C’est une histoire qui avait démarré dans l’innocence de l’enfance,
une rencontre arrangée de cette manie qu’ont les adultes à nous pousser,
gentiment, pour écrire plus de lignes dans le livre de notre courte vie. Malgré
l’espièglerie de nos premiers jeux, tu as toujours eu cette force tout à la
fois passionnante et frustrante, cette incitation que tu faisais grandir en
moi, celle de me dépasser, de repousser mes limites, encore.
Les années s’écoulant, la frustration a trop souvent pris le
dessus. Les moments qu’on passait ensembles sont devenus parfois malsains. Face
à mon obstination, en dépit de toute la force que je mettais pour adoucir la
mélodie, tu m’as résisté. Je t’ai haïs parfois, jusqu’aux larmes je l’avoue,
jusqu’à la colère la plus intense. Notre relation, telle que le monde la dépeignait,
n’était plus alors qu’une succession de fausses notes. Et moi, souvent, je
faisais semblant.
Alors j’ai arrêté de m’obstiner, j’ai commencé à faire ce
qui me va si bien maintenant, m’échapper. Échapper à l’emportement en m’éloignant
de toi quand les choses se corsaient. Et surtout échapper aux remarques blessantes
de ces autres qui nous jugeaient, me cacher d’eux.
Contre toute attente, cette résignation a marqué le début d’une
ère nouvelle entre nous, faite de moments uniquement confidentiels, à l’abri de
tous. Ces rencontres clandestines sont devenues une nécessité. Une immense
bouffée d’oxygène et de sérénité. Tu es devenu l’exutoire de toute ma haine, de
mes peines, de tous mes chagrins et de la moindre de mes frustrations. Pas un
mot n’était prononcé, et pourtant je sentais mon corps se vider de toute l’énergie
noire qu’il contenait, jusqu’à en trembler, parfois jusqu’à laisser échapper
des larmes. Je t’ai rejoint quelquefois, dans la nuit noire, juste pour t’effleurer
du bout des doigts, pour une poignée de minutes à peine…
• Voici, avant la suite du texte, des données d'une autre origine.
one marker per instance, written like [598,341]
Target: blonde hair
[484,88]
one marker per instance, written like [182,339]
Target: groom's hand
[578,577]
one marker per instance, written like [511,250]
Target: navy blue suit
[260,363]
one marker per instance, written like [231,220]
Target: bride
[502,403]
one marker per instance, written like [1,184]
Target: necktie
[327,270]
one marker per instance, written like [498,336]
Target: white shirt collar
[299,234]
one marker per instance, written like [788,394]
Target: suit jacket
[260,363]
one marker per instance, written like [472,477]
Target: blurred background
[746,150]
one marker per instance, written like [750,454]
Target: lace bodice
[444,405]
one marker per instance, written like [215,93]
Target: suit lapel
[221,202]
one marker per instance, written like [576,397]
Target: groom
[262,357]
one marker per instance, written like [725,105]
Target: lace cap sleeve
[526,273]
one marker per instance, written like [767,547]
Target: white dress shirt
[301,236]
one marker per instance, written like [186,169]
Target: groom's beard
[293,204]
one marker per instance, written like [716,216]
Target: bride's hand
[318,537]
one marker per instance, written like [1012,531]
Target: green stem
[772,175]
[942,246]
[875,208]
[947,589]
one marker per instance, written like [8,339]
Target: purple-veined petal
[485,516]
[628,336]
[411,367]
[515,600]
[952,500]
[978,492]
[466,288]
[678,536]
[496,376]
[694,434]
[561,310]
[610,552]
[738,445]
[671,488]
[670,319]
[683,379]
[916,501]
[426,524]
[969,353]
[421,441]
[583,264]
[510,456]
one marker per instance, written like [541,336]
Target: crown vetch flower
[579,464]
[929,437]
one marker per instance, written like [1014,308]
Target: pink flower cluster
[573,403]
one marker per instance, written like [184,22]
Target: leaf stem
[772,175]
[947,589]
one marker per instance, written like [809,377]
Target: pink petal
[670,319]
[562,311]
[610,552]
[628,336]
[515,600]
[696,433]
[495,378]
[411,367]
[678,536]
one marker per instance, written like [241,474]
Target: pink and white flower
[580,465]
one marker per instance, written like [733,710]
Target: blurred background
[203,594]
Notre histoire a eu son heure glorieuse, mais le temps s’est
chargé de nous séparer. Quand est venu le moment de partir, j’ai songé à te
remplacer. Trouver une pâle copie qui pourrait prendre juste un peu la relève,
pour un temps ou pour toujours… Je crois que j’y suis parvenu finalement, il y
a un an et demi, quand j’ai croisé son chemin, et que je me suis dit « pourquoi
pas… ».
Et pourtant tu me hantes toujours. De temps en temps, quand
je reviens chez moi, je te croise, et je tourne les yeux comme si tu n’existais
pas. Mais parfois, quand plus personne n’est là, la magie revient en secret. Alors
tremblante d’une hésitation électrisante, je laisse pour quelques minutes l’alchimie
refaire surface. Comme envoûtée, je regarde à peine consciente mes doigts danser
sans retenue avec tes nuances d’ivoire et d’ébène. Une dernière fois encore, je
laisse la mélodie nous faire trembler, nous faire résonner tous les deux, nous
emporter au loin où le temps n’a plus d’emprise, quelque part là-bas, dans ce
qu’on appelle avec tant de négligence la beauté de l’instant présent.